It can be confusing. It is confusing. Old habits meeting new knowledge. There are things we’ve always done in a certain way and now we are beginning to comprehend– all of a sudden as it seems – many things have been done wrong in one way or the other. We have used wrong ingredients to make beauty products, we have made clothes and many other necessary daily items out of materials that are now being labeled as very dangerous either to our health or nature. These are just some examples, the list of things we need to think over seems endless and very uncomfortable.
Change is always a long and complicated process. Everyone agrees that littering is something we should avoid because it doesn’t look good. We use tidiness as an indicator of many things, it tells us the grade of civilization, even. Littering is also not acceptable because it can be harmful to animals and to some technical gadgets that are exposed to litter, for example boat motors. But after people started to analyse the litter picked up from the sea and shores, the list of the negative sides of littering has grown longer and more serious.
Here in Finland we started to systematically collect data from our Baltic shores in the 2012 as partners of the EU-funded Marlin project. The results were alarming. Our image of our beloved neat and tidy Finland changed dramatically as we were reporting the amount of litter we found on our beaches and we were forced to make the very uncomfortable conclusion that the Finnish beaches were most littered of the four participating countries.
The amount of plastics we found was shocking. It was impossible to explain the problem look smaller in any way. We had to start asking around about the different kinds of plastics we found and the more we knew the more alarmed we grew. For example, when we came across small round plastic pearls in the river Aura near Turku the first time, we didn’t know what they were. We learned that they we very common raw material for the packaging industry and that they probably had escaped from a hole in a shipping container. We have found lots of these pearls since. We just didn’t see them before.
Knowledge adds to pain but it is the only way to try to understand the problem and where it originates. “Know your enemy” said Sun Tzu to war strategists. If we do not know where the litter comes from, if we do not know how it ends up in the seas and waterways and if we do not understand the quantity of the problem and the effect it is having on our seas, we cannot fight this battle. Every number we can prove, every fact we can find and every piece of knowledge we have will help us deal with the problem. Closing one’s eyes never made anything disappear.

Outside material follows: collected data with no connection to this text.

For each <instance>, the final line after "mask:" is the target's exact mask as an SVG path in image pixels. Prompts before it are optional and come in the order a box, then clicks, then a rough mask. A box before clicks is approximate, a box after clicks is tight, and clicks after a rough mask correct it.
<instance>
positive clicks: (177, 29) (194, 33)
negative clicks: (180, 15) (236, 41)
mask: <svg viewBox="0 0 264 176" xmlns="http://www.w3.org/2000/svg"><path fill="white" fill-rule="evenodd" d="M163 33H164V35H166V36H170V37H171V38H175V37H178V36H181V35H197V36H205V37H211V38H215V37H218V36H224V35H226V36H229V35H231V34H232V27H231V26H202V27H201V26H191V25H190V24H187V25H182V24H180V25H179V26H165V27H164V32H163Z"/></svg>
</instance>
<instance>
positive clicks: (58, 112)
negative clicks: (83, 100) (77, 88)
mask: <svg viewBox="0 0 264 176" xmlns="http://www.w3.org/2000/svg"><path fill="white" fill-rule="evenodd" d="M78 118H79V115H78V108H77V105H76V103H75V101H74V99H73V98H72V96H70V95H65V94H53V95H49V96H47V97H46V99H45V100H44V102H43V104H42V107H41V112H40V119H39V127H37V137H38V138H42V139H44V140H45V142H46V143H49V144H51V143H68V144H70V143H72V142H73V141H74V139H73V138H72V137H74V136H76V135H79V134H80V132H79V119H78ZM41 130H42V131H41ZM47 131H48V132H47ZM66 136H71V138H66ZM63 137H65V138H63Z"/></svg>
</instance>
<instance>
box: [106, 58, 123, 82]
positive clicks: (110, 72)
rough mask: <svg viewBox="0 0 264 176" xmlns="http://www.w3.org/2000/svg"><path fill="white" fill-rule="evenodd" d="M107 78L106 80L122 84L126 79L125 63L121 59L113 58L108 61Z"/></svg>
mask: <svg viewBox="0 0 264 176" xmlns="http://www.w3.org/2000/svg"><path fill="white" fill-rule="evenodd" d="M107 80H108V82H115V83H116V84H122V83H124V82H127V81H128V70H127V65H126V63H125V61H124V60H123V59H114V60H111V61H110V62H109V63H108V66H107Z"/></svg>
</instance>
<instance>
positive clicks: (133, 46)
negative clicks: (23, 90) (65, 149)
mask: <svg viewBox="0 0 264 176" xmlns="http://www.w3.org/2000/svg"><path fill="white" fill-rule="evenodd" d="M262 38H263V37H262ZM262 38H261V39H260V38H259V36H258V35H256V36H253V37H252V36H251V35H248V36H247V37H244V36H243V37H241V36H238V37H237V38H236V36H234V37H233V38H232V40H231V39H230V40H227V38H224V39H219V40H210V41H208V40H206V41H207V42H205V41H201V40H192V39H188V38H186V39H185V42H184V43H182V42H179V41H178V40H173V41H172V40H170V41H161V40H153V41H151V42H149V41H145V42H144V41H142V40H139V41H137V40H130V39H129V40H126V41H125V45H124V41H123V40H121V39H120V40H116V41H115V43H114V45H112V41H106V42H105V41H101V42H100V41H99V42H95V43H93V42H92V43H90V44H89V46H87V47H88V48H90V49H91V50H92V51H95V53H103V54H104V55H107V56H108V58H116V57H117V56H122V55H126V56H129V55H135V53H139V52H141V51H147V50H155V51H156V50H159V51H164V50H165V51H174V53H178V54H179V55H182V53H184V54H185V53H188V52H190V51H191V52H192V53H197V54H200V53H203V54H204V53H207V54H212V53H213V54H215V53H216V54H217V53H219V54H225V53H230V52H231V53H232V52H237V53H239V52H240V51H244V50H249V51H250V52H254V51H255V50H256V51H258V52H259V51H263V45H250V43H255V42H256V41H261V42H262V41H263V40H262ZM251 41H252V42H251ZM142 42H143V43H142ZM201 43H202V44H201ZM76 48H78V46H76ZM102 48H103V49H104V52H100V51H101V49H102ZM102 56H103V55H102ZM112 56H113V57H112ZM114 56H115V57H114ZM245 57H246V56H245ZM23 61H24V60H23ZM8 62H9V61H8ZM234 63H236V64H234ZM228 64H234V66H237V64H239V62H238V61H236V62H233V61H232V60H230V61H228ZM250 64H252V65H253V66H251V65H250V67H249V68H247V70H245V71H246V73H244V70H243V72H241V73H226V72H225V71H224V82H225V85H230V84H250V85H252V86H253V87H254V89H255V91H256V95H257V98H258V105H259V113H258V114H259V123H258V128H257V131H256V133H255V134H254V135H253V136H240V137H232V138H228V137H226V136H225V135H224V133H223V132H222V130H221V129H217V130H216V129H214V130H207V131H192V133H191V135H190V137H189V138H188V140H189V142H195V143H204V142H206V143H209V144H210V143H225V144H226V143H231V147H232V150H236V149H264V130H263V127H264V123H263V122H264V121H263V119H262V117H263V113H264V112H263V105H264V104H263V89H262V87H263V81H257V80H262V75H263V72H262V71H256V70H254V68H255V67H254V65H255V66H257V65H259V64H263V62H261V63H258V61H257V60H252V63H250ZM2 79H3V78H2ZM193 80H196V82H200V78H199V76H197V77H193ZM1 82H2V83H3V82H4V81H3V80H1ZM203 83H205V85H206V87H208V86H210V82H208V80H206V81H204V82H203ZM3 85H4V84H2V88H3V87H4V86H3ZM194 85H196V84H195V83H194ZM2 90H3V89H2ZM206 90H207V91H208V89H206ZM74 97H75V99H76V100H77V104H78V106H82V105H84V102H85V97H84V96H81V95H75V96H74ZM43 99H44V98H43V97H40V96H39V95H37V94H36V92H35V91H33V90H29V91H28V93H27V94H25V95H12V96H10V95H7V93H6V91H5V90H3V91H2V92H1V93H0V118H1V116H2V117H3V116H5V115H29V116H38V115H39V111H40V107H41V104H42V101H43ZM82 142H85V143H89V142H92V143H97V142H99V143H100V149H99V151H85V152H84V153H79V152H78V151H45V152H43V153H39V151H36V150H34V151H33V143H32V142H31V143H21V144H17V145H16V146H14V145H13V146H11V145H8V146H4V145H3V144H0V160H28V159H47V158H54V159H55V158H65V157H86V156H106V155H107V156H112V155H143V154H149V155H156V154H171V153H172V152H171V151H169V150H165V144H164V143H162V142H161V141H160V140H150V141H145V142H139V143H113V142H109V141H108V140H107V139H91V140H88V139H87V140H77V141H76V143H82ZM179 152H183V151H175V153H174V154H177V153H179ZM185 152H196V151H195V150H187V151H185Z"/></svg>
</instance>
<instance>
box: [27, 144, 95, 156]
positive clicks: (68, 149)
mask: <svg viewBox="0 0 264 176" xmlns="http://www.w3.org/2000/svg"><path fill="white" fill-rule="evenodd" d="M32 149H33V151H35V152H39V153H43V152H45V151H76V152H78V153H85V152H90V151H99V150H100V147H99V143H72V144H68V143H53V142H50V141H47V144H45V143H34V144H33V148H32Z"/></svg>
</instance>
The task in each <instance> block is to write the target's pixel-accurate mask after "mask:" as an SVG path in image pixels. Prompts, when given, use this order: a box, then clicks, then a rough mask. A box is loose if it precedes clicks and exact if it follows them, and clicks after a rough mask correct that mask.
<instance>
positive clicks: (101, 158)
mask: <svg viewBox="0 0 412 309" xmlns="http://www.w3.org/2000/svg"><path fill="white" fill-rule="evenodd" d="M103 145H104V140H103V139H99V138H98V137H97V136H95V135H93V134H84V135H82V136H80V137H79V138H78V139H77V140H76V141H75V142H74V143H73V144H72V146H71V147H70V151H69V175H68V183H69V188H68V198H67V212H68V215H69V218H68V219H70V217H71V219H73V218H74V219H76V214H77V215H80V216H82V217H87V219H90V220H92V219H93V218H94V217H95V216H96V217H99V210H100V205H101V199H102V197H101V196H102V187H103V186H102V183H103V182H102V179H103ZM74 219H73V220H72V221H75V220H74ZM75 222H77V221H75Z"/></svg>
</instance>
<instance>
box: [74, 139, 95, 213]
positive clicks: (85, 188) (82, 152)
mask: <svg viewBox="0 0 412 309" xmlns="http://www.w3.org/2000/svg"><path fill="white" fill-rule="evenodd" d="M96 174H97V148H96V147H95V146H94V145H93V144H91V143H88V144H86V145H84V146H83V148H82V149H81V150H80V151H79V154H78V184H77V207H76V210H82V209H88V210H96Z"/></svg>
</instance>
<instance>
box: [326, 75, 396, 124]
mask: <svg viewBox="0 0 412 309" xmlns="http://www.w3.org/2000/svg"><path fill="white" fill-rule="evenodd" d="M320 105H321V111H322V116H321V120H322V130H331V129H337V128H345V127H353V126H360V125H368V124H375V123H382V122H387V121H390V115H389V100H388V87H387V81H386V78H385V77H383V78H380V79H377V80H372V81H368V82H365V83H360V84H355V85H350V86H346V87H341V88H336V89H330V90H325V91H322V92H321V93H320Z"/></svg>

NGOs are doing enormously important work around the Baltic Sea making this problem visible. Collecting litter from the beaches with your own hands is an eye-opener for anyone. Those who have done it and have had their eyes opened are much more willing to understand and implement information delivered by scientists and they are also much more willing to change their habits and their way of thinking. NGOs are also the best imaginable link between scientists and the common people, when problems and solutions need to be made understandable to people without a university degree in chemistry, for example. I do hope that we can continue our work in making the plastic polluting visible and exposing the problem in order it to be solved. Knowledge foregoes change on all levels.
If you haven’t yet participated in a clean-up day by sea, lake or river, please do it next summer. You will be surprised.